Um corpo feliz que samba. Esse deveria ser o olhar de quem assiste os componentes, passistas e artistas do Carnaval na Avenida. Mas nem sempre é assim. O muso “Gato de Salto” vem sofrendo ataques preconceituosos com maior intensidade desde o ensaio técnico que participou na Sapucaí com a escola de samba que representa, o Império da Tijuca. Apesar de não ser uma novidade, as ofensas vem ganhando maior volume e frequência na internet e também no palco dos desfiles. O muso, que dá aulas de samba no pé internacionalmente, percebe que, ao mesmo tempo que existem muitas pessoas que vibram e torcem com a sua performance, outras lançam olhares de repúdio.
Conhecido por sambar com fantasias ousadas e em sandálias plataformas bem femininas, Gato de Salto relata que tenta ignorar os comentários maldosos nas redes, mas que nos últimos tempos tem sido difícil: “O volume de comentários negativos, às vezes, me leva a questionar se eu realmente não estou exagerando no look, me expondo demais ou desagradando. Só depois de muita reflexão que eu me lembro que, para normalizar a existência de pessoas como eu, alguém precisa se expor e “ser visto”. Nem sempre tenho vontade e forças de continuar a luta, mas continuo mesmo assim pensando em quem não tem voz para gritar por seus direitos”.
Apesar de ter ferramentas nas redes sociais que permitem bloquear os comentários nas postagens, o muso não acredita que essa seja a solução. Para ele, apesar de ser muito doloroso enfrentar essa situação, existe muito incentivo e palavras de admiração e carinho.
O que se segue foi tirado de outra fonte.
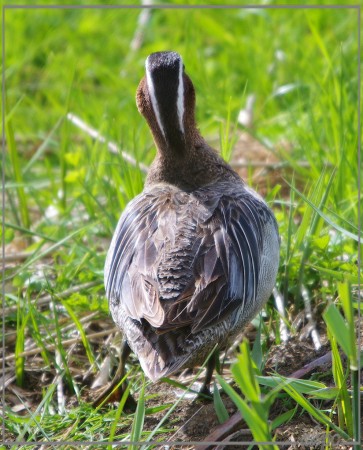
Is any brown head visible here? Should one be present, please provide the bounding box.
[136,52,202,158]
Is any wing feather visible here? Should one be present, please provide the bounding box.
[105,184,269,333]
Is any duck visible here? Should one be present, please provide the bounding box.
[95,51,280,405]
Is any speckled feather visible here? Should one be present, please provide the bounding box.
[105,52,279,380]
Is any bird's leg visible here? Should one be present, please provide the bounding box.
[198,349,219,398]
[92,339,136,411]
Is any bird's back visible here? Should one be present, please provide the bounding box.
[105,179,279,380]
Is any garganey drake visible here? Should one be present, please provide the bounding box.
[96,52,279,404]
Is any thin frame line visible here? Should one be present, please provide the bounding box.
[4,4,360,9]
[2,440,356,447]
[1,6,6,446]
[2,1,361,446]
[357,6,362,443]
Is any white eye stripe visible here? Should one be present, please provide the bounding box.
[145,57,165,138]
[177,58,184,134]
[145,57,184,138]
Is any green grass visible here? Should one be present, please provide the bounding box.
[3,2,359,448]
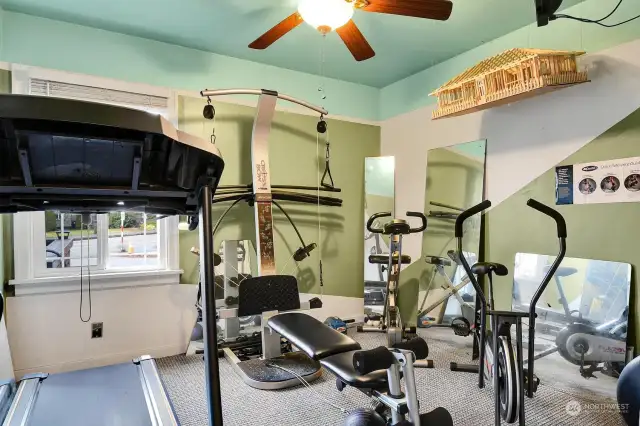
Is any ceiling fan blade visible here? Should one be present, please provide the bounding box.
[361,0,453,21]
[336,19,376,61]
[249,12,304,50]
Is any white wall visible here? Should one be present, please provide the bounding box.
[6,284,197,378]
[381,40,640,261]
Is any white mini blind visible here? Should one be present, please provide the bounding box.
[29,78,169,114]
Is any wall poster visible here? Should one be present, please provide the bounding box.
[556,157,640,205]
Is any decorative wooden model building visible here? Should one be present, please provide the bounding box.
[430,49,588,120]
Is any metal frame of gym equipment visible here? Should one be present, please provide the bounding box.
[357,212,427,347]
[200,89,342,390]
[0,95,224,426]
[450,199,567,426]
[418,250,475,336]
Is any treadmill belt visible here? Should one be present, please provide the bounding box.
[28,362,152,426]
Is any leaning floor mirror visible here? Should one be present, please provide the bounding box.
[512,253,633,398]
[418,140,486,335]
[187,240,260,355]
[364,157,395,315]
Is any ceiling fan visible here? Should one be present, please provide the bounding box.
[249,0,453,61]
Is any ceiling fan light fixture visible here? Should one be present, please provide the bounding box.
[298,0,354,33]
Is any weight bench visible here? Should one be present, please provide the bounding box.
[267,312,453,426]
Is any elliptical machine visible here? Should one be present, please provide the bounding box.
[450,199,567,426]
[357,212,427,347]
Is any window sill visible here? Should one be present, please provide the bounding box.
[9,270,183,296]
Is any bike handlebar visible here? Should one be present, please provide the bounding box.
[367,212,427,234]
[527,198,567,238]
[367,212,391,234]
[407,212,427,234]
[456,200,491,238]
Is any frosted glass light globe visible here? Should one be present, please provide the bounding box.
[298,0,354,31]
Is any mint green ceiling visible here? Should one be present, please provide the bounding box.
[0,0,582,87]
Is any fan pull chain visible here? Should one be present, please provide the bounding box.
[318,34,327,101]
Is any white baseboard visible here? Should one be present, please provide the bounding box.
[300,293,364,322]
[14,346,186,380]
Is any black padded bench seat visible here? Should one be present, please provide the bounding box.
[267,312,361,359]
[320,351,388,390]
[267,312,387,390]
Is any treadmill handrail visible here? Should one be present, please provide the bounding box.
[200,89,329,115]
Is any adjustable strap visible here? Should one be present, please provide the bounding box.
[320,141,335,189]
Sem contar que a homofobia e todos os demais tipos de preconceitos são lutas que precisam ser vistas e expostas:
“Há muitas pessoas decididas a intervir e expor quem se comporta de maneira injusta. Muitos comentários que recebo são de julgamento com cunho religioso extremo. Esses valores, bem como valores machistas, sexistas, homo e transfóbicos estão profundamente enraizados na sociedade. Muita gente ainda não reconhece o potencial nocivo desses valores”, explica.
Acreditando no Carnaval como um espaço de diversidade, Gato de Salto acredita que essa é uma questão que mexe com as estruturas de uma sociedade enraizada em questões históricas e que ainda não foram resolvidas socialmente. Para o artista, “a diversidade é em partes tolerada nos bastidores da festa. Os lugares de destaque são, em parte, reservados à visões machistas e sexistas e principalmente à objetificação do corpo feminino”, analisa o sambista que também confessa um certo desânimo: “faz eu me questionar qual é o tipo de conteúdo que eu devo postar mas minhas redes, uma vez que os atuais são altamente elogiados, mas também altamente criticados. Dá vontade de parar de postar, o que consequentemente afetaria minhas possibilidades de trabalho”.
Ainda assim, Gato de Salto acredita que é importante que as pessoas tomem consciência e sejam responsabilizadas sobre seus atos, sejam presenciais ou virtuais, e que o ódio disfarçado de opinião pessoal é uma escolha: “A gentileza, o respeito e o amor ao próximo devem sempre ser garantidos em qualquer tipo de engajamento, dentro ou fora das redes”, finaliza. O sambista, que viaja o mundo levando o samba no pé e representando o Brasil em diversos países, levanta a bandeira da humanidade e da igualdade para que todos os corpos sejam livres e possam se expressar artisticamente sem preconceito ou qualquer outro tipo de violência.